Save classifier to disk in scikit-learn #shorts
Scikit-learn is a popular machine learning library in Python that provides a wide range of tools for building and training machine learning models. In this article, we will discuss how to save a trained classifier to disk using scikit-learn’s joblib library.
Step 1: Train a Classifier
First, you need to train a classifier using scikit-learn. This can be done by importing the necessary modules and dataset, splitting the data into training and testing sets, and fitting a classifier to the training data.
import numpy as np
from sklearn.model_selection import train_test_split
from sklearn.ensemble import RandomForestClassifier
from sklearn.datasets import load_iris
iris = load_iris()
X_train, X_test, y_train, y_test = train_test_split(iris.data, iris.target, test_size=0.2, random_state=42)

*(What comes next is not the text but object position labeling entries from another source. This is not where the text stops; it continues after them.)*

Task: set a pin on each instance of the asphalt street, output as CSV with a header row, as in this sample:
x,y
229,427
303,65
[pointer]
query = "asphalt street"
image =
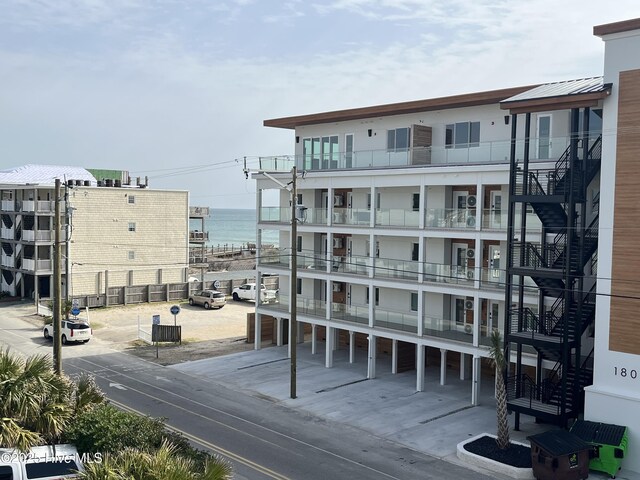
x,y
262,438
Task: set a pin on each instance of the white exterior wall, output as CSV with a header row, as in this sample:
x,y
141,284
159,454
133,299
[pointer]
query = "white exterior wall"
x,y
101,240
613,398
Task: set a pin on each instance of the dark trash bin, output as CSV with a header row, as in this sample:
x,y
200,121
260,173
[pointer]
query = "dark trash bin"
x,y
608,443
559,455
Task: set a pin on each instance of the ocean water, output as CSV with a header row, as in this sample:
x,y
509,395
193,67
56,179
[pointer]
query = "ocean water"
x,y
233,227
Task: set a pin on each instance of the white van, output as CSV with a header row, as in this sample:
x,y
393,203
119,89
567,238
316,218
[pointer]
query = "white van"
x,y
40,463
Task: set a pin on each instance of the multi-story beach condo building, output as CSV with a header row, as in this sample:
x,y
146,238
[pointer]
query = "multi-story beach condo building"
x,y
115,234
424,226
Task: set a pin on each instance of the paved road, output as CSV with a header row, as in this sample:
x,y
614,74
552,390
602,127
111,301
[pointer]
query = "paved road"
x,y
263,439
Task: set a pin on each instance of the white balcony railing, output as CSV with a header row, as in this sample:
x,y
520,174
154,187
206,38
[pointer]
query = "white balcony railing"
x,y
8,260
6,233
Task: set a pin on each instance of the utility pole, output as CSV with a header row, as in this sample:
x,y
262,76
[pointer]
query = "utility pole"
x,y
294,283
57,284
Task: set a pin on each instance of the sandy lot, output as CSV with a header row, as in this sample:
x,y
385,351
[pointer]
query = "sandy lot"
x,y
205,333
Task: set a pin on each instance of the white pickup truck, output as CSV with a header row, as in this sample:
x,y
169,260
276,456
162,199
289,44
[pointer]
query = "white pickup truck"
x,y
247,291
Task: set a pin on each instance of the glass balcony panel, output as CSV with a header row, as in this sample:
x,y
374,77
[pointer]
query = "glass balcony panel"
x,y
450,218
446,328
449,274
397,218
389,268
350,313
461,154
403,321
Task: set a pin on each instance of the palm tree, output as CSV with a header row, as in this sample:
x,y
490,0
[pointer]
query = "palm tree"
x,y
499,362
163,464
36,403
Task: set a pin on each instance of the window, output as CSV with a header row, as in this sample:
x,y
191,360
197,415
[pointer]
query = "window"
x,y
320,152
462,135
414,302
377,293
369,201
398,139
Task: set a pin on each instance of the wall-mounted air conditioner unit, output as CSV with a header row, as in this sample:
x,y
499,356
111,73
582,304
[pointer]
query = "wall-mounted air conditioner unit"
x,y
471,201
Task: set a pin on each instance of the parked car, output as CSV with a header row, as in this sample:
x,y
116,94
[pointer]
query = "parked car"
x,y
71,331
41,463
208,299
248,292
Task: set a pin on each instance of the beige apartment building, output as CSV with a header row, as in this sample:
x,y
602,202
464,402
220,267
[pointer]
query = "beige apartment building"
x,y
116,233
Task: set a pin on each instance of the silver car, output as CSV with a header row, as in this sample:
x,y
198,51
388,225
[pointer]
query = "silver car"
x,y
208,299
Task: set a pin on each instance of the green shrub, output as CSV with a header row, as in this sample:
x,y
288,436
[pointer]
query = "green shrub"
x,y
105,429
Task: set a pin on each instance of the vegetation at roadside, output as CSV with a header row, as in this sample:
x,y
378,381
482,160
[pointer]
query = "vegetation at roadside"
x,y
39,407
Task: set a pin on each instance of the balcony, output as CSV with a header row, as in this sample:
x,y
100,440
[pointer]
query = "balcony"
x,y
442,327
496,152
198,212
197,236
36,235
8,260
403,321
397,218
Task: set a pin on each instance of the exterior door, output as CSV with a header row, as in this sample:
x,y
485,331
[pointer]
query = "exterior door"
x,y
460,209
459,260
544,136
496,209
494,264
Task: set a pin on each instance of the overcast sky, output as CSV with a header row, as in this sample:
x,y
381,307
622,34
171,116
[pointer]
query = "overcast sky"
x,y
170,88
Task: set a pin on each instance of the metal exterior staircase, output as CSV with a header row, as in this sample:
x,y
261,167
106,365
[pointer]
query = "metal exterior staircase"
x,y
557,265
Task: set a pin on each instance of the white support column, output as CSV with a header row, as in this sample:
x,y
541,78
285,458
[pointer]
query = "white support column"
x,y
475,383
394,356
328,352
314,339
443,366
352,347
420,368
257,331
420,312
279,331
289,339
371,366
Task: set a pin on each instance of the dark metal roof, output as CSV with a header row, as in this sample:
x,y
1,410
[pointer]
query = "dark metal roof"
x,y
561,89
559,442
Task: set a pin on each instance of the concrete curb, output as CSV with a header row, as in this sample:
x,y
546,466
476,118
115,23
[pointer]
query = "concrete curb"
x,y
492,465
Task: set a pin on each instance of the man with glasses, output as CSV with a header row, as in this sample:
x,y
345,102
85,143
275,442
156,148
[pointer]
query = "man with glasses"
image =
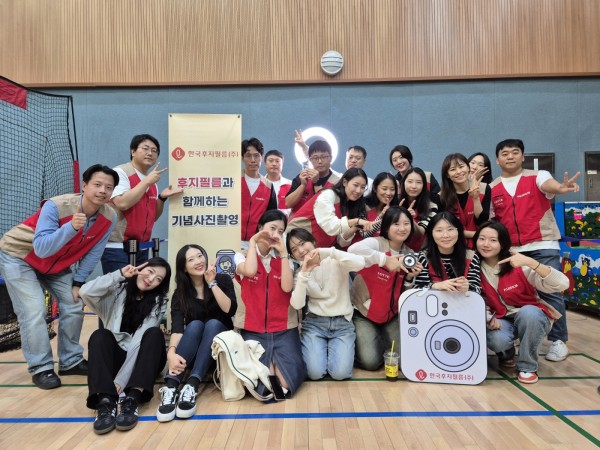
x,y
258,193
137,202
521,202
356,157
311,181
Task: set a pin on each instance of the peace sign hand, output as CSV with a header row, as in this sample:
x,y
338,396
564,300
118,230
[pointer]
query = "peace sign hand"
x,y
568,184
130,271
154,176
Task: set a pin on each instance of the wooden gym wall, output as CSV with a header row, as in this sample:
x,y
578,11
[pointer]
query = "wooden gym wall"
x,y
223,42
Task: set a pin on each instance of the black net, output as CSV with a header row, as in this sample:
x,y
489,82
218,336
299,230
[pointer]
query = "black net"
x,y
36,154
37,161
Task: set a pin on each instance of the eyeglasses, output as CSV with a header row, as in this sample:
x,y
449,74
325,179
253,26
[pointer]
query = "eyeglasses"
x,y
319,158
146,149
441,231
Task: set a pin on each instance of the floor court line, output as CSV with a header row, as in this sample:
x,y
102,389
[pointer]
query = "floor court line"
x,y
338,415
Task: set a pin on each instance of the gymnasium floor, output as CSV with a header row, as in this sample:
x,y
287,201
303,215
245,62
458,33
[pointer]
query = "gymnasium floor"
x,y
561,411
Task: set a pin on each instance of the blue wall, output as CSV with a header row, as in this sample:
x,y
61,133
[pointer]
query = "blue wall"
x,y
432,118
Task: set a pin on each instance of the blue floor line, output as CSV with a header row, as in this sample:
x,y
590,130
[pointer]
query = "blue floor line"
x,y
338,415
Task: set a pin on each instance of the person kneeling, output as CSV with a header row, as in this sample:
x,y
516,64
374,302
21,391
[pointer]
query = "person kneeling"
x,y
509,281
129,352
202,307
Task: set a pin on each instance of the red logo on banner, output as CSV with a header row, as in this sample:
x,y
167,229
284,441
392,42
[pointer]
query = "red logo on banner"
x,y
178,154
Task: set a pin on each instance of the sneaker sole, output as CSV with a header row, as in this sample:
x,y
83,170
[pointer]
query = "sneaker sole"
x,y
185,414
528,381
556,358
104,431
165,417
125,428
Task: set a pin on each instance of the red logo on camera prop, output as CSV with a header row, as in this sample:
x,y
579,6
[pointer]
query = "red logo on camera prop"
x,y
178,154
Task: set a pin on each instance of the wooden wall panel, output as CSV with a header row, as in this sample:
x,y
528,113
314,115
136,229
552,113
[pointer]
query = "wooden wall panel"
x,y
197,42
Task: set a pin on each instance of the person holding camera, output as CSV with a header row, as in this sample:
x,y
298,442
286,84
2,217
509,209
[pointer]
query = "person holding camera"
x,y
337,213
390,269
447,263
321,284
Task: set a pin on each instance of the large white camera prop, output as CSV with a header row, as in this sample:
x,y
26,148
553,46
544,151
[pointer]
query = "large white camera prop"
x,y
443,337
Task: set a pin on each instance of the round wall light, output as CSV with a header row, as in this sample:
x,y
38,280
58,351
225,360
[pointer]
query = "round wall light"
x,y
332,62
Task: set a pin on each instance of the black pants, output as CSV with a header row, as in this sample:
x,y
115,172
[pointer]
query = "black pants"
x,y
105,358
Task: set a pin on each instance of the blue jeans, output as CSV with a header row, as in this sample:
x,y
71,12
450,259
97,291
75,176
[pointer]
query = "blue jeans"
x,y
116,258
24,285
530,325
372,339
551,258
328,346
195,344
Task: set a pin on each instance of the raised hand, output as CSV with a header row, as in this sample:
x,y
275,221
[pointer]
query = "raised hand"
x,y
478,174
568,184
169,191
300,141
78,219
210,273
154,176
311,260
130,271
474,190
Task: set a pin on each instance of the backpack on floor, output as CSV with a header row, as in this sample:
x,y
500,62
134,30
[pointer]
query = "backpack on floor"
x,y
238,367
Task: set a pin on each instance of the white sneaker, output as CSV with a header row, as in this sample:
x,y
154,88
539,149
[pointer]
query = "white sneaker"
x,y
166,410
558,351
186,406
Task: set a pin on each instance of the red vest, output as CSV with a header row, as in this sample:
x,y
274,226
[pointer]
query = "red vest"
x,y
283,191
309,192
266,303
528,215
384,288
515,290
140,218
254,206
305,218
70,253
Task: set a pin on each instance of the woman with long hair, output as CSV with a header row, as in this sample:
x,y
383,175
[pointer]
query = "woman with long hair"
x,y
202,307
468,199
376,289
510,283
401,159
264,314
447,263
337,213
328,335
384,193
480,165
414,196
129,352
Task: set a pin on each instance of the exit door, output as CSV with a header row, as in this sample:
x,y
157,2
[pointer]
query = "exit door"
x,y
592,176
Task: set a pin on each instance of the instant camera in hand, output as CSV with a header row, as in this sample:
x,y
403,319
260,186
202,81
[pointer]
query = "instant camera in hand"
x,y
443,337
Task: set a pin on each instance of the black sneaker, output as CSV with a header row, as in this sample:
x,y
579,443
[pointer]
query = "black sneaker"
x,y
105,415
186,407
46,379
79,369
168,402
128,415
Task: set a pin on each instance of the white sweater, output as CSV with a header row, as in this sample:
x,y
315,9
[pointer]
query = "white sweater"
x,y
328,285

clf = RandomForestClassifier()
clf.fit(X_train, y_train)
Step 2: Save the Classifier to Disk
Once the classifier is trained, you can save it to disk using joblib’s dump function. This function takes the trained classifier and a file path as input and saves the classifier to the specified file.
from joblib import dump
file_path = 'classifier.joblib'
dump(clf, file_path)
Step 3: Load the Classifier from Disk
To use the saved classifier in the future, you can load it from disk using joblib’s load function. This function takes the file path of the saved classifier as input and returns the loaded classifier.
from joblib import load
loaded_clf = load(file_path)
Conclusion
Saving a classifier to disk in scikit-learn is a simple process that can be done using joblib’s dump function. This allows you to easily reuse the trained classifier in the future without needing to retrain it. Remember to always save your classifiers to disk after training them to ensure they are not lost.